O kadar uzaktı ki tüm bunlar bana, suçlusu ben olmasam bile böyle bir işe karışmış olmam bile kendime olan saygımı bana sorgulatıyordu.

Aşağıya indiğimizde Özge'nin kapının ağzına cilveli bir şekilde kalçasını kıvırdığını gördüm. Kusacaktım. O, Diaz'a kur mu yapıyordu? Abigail ise yanında içli içli nefes çekiyordu. Bizi ilk Abigail gördü ve hemen Özge'ye dirsek attı. Özge bana baktı. Beni gördüğü için canı sıkılmış olduğu belliydi. Karen "ne oluyor" dercesine bana baktı ama ben nereden bilebilirdim ki? Özge kapıya döndü. "Geldi," dedi mutsuz bir sesle.

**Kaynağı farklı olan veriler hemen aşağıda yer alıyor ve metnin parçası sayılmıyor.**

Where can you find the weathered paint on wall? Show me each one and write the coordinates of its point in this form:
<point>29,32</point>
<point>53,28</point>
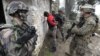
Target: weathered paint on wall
<point>35,17</point>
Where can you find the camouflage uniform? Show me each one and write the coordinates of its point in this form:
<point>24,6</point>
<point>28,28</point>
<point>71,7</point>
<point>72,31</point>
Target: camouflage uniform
<point>79,44</point>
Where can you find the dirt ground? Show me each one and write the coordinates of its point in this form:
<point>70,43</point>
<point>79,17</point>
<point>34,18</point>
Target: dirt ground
<point>62,47</point>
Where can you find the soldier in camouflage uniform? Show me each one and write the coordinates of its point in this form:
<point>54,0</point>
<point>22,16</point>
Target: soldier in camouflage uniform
<point>83,32</point>
<point>22,40</point>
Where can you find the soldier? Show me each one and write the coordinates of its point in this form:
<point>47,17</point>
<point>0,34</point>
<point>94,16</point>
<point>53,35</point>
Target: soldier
<point>18,42</point>
<point>83,32</point>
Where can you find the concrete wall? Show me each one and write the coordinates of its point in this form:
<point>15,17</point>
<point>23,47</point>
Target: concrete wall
<point>35,17</point>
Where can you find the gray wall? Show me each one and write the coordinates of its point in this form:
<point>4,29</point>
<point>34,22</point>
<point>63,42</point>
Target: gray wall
<point>35,17</point>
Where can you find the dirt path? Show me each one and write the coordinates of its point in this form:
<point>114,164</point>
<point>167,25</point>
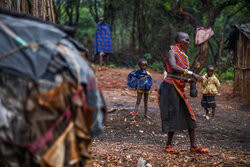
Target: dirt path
<point>124,141</point>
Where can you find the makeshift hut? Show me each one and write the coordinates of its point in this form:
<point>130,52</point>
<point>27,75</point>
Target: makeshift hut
<point>48,115</point>
<point>239,42</point>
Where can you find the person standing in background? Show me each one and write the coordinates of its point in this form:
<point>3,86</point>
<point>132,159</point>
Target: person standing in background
<point>103,43</point>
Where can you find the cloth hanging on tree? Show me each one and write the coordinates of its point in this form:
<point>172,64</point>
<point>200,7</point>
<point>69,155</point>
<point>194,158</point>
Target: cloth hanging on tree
<point>203,34</point>
<point>103,42</point>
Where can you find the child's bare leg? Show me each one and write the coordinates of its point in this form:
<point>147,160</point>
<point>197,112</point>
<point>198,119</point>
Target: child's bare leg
<point>146,104</point>
<point>213,112</point>
<point>101,58</point>
<point>138,101</point>
<point>107,59</point>
<point>206,111</point>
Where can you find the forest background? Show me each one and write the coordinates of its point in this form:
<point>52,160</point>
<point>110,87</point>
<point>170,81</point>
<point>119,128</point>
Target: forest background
<point>146,28</point>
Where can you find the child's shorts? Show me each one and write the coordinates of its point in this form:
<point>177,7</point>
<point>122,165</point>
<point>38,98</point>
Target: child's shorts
<point>208,101</point>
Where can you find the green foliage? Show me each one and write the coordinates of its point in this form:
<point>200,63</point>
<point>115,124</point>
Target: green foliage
<point>157,66</point>
<point>153,26</point>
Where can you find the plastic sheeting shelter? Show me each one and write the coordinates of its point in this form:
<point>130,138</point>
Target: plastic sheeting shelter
<point>47,113</point>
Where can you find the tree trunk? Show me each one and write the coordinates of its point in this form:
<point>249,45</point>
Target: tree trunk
<point>220,53</point>
<point>133,35</point>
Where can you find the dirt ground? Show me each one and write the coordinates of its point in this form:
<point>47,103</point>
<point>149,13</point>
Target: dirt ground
<point>124,141</point>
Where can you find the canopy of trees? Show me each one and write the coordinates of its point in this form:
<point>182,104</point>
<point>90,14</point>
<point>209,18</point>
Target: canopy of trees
<point>145,27</point>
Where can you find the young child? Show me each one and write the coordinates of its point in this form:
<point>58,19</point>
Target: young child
<point>141,80</point>
<point>210,86</point>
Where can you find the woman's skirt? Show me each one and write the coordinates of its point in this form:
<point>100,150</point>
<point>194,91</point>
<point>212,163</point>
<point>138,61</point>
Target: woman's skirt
<point>174,112</point>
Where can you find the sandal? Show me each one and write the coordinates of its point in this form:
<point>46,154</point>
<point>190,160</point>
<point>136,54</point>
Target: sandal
<point>199,150</point>
<point>169,149</point>
<point>133,113</point>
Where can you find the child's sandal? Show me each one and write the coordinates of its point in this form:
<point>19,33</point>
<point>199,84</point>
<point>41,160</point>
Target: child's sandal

Yavaş yavaş kapıya doğru çekildim. Kapının önüne geldiğimde kapı pervazına bir elini sabırsızca koymuş, siyahlar içerisinde bekleyen onu gördüm.

"Işık?" dedim şaşkınca.

Başını kaldırdığında canının gerçekten sıkıldığı belliydi. Gözlüğünü çok yavaş bir şekilde çıkardı ve öfkeli bir tonda konuştu.

"Beni arkadan koşturmak hoşuna gidiyor değil mi?"